I was running around jumping through hoops for these people until I got tired and stopped. You can only say but so much to them since they are a protected class. Sometimes these people can be some of the most meanest and entitled folks in the world. Nothing wrong with his cognition and the agency has had problems with him in the past but kept sending aides in there in spite of his drinking and his nasty hygiene.
I can deal with patients who have incontinence, but not someone who needs to be in adult briefs but in denial about it. I could no longer deal with the arrogance and nastiness of his behavior towards me. I can find another agency if they don't have the hours I want at this point. The way I see it, the agency should have done something about this client a long time ago, but their motive is to stick an aide in there and collect the money.
I think it is on the agency to make it very CLEAR what your duties are and establish boundaries from the very first. You can't be the only one that is having this problem.

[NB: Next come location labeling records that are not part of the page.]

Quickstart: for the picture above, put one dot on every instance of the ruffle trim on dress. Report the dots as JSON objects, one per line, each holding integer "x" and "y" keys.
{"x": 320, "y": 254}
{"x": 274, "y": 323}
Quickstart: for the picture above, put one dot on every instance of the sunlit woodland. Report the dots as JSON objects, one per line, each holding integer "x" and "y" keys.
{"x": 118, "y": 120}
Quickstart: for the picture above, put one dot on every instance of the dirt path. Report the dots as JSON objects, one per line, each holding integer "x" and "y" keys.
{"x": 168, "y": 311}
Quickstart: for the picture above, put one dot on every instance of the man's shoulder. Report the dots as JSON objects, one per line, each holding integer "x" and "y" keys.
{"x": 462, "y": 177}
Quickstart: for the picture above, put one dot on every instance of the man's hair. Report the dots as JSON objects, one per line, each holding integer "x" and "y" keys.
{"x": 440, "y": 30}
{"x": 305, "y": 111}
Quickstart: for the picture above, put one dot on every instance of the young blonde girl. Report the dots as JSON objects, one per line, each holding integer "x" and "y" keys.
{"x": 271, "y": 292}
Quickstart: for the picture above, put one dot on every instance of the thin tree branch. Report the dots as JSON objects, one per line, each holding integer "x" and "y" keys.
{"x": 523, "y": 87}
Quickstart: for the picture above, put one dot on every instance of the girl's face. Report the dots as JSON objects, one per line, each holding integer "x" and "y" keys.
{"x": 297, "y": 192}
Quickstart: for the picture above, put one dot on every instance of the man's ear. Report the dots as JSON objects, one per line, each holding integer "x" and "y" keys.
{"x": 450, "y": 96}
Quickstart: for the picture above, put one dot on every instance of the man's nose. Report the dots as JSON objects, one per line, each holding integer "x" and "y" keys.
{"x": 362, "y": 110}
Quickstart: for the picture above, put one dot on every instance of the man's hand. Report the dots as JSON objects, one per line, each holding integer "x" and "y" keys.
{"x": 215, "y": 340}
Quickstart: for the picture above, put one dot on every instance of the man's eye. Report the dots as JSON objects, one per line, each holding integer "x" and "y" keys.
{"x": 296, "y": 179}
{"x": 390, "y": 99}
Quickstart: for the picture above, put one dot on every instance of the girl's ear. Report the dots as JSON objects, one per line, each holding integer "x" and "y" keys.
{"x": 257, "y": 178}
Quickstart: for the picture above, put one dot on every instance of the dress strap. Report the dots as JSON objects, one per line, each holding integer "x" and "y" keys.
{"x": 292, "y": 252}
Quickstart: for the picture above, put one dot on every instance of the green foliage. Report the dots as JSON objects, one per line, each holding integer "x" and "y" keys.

The old adage.."give them an inch they will take a mile" comes to mind.
This is the truth. I raised heck today. This man has sexually harassed his nurse, me and probably a few others. The building itself is in poor shape. The laundry room has black mold and probably asbestos.
That laundry and that man's attitude was enough from last week.
When I first started out in this work, it was all about patient care. Now, I don't know what type of system we are dealing with.
It simply burns me up when people take advantage of aides in that blatant manner. Seeing all those empty beer cans in the trash made me angry. Other people need help and can't get it due to this type of nonsense. This agency has a bunch of these type of cases.